Hyundai Heavy Hits its Annual Sales Target Five Months Early
In another indicator of the booming shipbuilding market, Korea Shipbuilding & Offshore Engineering (KSOE) - the holding company for Hyundai Heavy Industries - reports that it has already surpassed its annual sales targets.
With a new $400 million order for two new LNG carriers - on top of $800 million in orders for four LNG carriers announced earlier this week - the company has now raked in new sales totaling more than $15 billion in the span of seven months. This is more than the entire amount that its sales team brought in last year.
"KSOE will push ahead with a strategy to win more orders focusing on profits this year," KSOE spokesman Park Joon-su told Yonhap.

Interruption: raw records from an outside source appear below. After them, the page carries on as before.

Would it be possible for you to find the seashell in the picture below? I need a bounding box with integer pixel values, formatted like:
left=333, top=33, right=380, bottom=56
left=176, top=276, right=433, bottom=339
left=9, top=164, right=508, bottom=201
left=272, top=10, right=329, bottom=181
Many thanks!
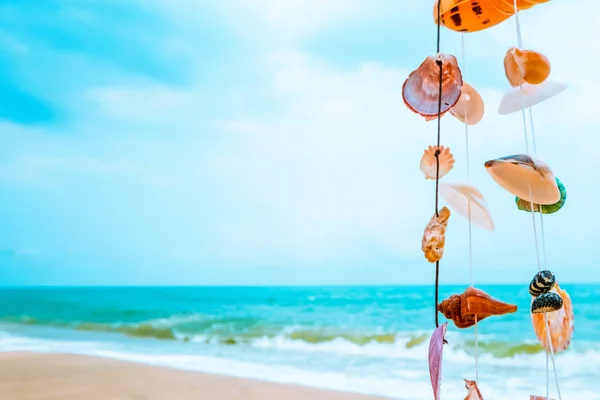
left=531, top=292, right=563, bottom=314
left=428, top=322, right=448, bottom=400
left=402, top=53, right=463, bottom=121
left=465, top=379, right=483, bottom=400
left=437, top=286, right=517, bottom=329
left=439, top=183, right=495, bottom=231
left=421, top=207, right=450, bottom=263
left=484, top=154, right=560, bottom=205
left=515, top=178, right=567, bottom=214
left=450, top=83, right=485, bottom=125
left=498, top=80, right=567, bottom=115
left=529, top=270, right=556, bottom=297
left=421, top=146, right=454, bottom=179
left=531, top=283, right=575, bottom=353
left=504, top=47, right=551, bottom=87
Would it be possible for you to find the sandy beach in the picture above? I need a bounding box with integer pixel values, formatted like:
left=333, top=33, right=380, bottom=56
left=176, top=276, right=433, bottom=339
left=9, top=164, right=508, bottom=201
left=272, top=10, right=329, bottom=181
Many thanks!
left=0, top=353, right=390, bottom=400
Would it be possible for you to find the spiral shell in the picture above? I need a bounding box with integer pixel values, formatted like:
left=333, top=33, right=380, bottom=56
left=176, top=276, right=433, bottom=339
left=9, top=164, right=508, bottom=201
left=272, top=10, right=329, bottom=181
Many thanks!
left=531, top=292, right=563, bottom=314
left=421, top=146, right=454, bottom=179
left=402, top=53, right=463, bottom=120
left=504, top=47, right=550, bottom=87
left=529, top=270, right=556, bottom=297
left=515, top=178, right=567, bottom=214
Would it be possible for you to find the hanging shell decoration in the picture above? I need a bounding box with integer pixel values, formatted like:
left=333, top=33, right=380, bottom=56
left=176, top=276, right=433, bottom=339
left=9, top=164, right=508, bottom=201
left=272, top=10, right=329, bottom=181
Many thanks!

The company is also expected to win a groundbreaking $2 billion contract from Maersk for a series of 12 methanol-fueled, 15,000 TEU container ships. One of the conglomerate's subsidiaries won the contract for Maersk's first methanol-powered boxship, a trial-size 2,100 TEU feeder, in a deal signed in June.
However, the outsize sales numbers may not translate into outsize profits - at least not right away, according to KB Securities analyst Jeong Dong-ik. The cost of steel plate is soaring, cutting into the profitability of the yard's backlog of signed newbuild contracts. Given the rising cost, Jeong predicted a second-quarter operating loss for KSOE of about $500 million - and potentially more.
KSOE has also been dealing with a strike movement amongst its unionized workforce, which has been working without a contract for the past two years. On Wednesday, its union announced that it had reached a tentative pay raise agreement with KSOE covering last year's wages, ending a one-week walkout.